Net Unrealized Appreciation – Basis Rollover

When completing a Net Unrealized Appreciation strategy, the value of the employer’s cost basis in the stock is taxable as an ordinary income distribution. Can an individual use cash to complete a “rollover” of this basis amount?

e.g.
401(k) has value of $200K, of which $100K is employer stock with basis of $10K. Under the NUA strategy, individual moves the $100K stock to after-tax account and reports $10K of ordinary income distribution from the basis. Client subsequently deposits $10K of cash to the receiving IRA as a “rollover” and avoids the tax on the $10K basis.

Can you do this?

Code references would be particularly helpful.



In Rev. Rul 87-77 an employee was not allowed to retain the property received as a retirement distribtuion and roll over cash equal to the property’s fair market value. That situation is much less egregious than the one yu’re inquiring about. Property (like NUA shares) can either be rolled over directly or sold without recognizing gain or loss and the proceeds rolled over. You can’t merely roll over basis and keep the stock.

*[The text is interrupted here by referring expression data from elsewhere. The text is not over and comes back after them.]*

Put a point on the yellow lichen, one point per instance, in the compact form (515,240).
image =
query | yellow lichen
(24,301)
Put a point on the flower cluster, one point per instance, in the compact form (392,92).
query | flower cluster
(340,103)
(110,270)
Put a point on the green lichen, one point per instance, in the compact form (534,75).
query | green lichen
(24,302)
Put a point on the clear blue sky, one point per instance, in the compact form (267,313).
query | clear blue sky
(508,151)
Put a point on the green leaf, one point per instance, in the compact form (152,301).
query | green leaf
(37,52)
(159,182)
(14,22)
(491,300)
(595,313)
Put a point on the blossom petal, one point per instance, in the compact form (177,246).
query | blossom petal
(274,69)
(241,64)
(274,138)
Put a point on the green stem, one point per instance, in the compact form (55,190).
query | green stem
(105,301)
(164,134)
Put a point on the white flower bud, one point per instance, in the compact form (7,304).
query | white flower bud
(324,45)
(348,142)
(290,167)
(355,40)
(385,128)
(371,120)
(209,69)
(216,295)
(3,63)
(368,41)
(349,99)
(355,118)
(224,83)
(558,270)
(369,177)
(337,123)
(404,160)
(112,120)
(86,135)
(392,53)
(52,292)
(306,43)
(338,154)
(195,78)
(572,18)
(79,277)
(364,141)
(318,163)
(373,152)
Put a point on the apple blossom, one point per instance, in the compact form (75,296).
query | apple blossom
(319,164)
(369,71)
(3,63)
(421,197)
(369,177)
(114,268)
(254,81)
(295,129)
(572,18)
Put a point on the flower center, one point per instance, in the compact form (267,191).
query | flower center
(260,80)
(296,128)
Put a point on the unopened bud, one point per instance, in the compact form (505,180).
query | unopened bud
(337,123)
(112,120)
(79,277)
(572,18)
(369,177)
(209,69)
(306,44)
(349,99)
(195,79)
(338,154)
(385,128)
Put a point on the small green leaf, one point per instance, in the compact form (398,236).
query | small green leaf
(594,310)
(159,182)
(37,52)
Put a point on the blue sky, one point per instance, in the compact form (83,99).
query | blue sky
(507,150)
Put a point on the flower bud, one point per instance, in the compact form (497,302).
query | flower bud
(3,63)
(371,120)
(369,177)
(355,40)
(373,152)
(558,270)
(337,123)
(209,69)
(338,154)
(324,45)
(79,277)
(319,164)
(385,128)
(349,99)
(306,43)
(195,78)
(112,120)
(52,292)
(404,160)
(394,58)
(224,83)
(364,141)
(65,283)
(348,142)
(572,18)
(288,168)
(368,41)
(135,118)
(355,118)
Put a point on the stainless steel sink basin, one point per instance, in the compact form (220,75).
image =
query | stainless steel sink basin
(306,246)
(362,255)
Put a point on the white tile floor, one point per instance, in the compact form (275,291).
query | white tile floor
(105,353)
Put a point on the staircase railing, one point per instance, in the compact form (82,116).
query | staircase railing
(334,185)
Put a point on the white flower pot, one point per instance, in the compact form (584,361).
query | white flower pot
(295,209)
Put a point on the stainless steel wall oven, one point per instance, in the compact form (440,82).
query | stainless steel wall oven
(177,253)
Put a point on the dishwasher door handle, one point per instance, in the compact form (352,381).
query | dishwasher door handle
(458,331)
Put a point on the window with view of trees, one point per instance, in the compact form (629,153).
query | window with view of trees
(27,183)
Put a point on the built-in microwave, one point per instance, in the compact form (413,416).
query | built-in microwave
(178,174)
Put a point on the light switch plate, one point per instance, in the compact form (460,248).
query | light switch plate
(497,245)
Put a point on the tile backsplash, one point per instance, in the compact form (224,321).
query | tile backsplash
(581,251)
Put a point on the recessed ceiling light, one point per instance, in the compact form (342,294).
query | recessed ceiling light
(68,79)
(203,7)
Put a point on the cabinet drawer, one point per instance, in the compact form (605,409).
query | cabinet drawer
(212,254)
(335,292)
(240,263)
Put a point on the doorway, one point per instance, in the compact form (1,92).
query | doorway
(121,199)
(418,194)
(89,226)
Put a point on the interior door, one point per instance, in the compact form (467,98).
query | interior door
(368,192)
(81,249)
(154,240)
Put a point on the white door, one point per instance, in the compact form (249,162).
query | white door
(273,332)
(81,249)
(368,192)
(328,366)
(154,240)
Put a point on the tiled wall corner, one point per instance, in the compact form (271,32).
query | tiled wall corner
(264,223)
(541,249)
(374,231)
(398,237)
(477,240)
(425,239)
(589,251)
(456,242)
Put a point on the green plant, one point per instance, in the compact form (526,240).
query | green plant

  • With respect to code references, note that Sec 402(e)(4) describes NUA treatment. 402(e)(4) indicates that such treatment does NOT apply to property described in 402(c). 402(c) describes distributions that are rolled over. Therefore any portion of a distribution that is rolled over cannot be used for NUA treatment since the taxable cost basis is part and parcel of NUA treatment.
  • This does not mean that the participant cannot take some of the shares after distribution and apply NUA and roll the rest over to an IRA. The NUA would be limited to the NUA per share of the shares not rolled over and the cost basis would be proportional. For those few plans that account for company shares in different lots with different cost bases, it may be possible to sell the higher cost basis shares in the plan before the LSD and the 1099R would then reflect a higher box 6 NUA amount relative to the Box 1 amount.
  • This topic also brings up the closely related issue of PLR 8538062 under which the IRS allowed the participant to roll over shares to an IRA equal to the aggregate cost basis and apply all the NUA to the remaining shares resulting in the remaining shares having a 0 cost basis. This ruling has been widely disputed over the years and about 10 years ago in an IRS conference the IRS indicated that this ruling would not hold up today. This “strategy” is the same as the example you proposed except that the participant did not roll over cash to the IRA, he rolled over shares equal in value to the cost basis. Considering the typical Form 1040 reporting of an LSD with NUA including an IRA rollover, where the participant’s math is not clearly disclosed, some of these have probably skated through the IRS over time, but current approval of the IRS for this strategy is doubtful as the probability is that the per share cost and NUA amounts cannot be separated from the respective shares.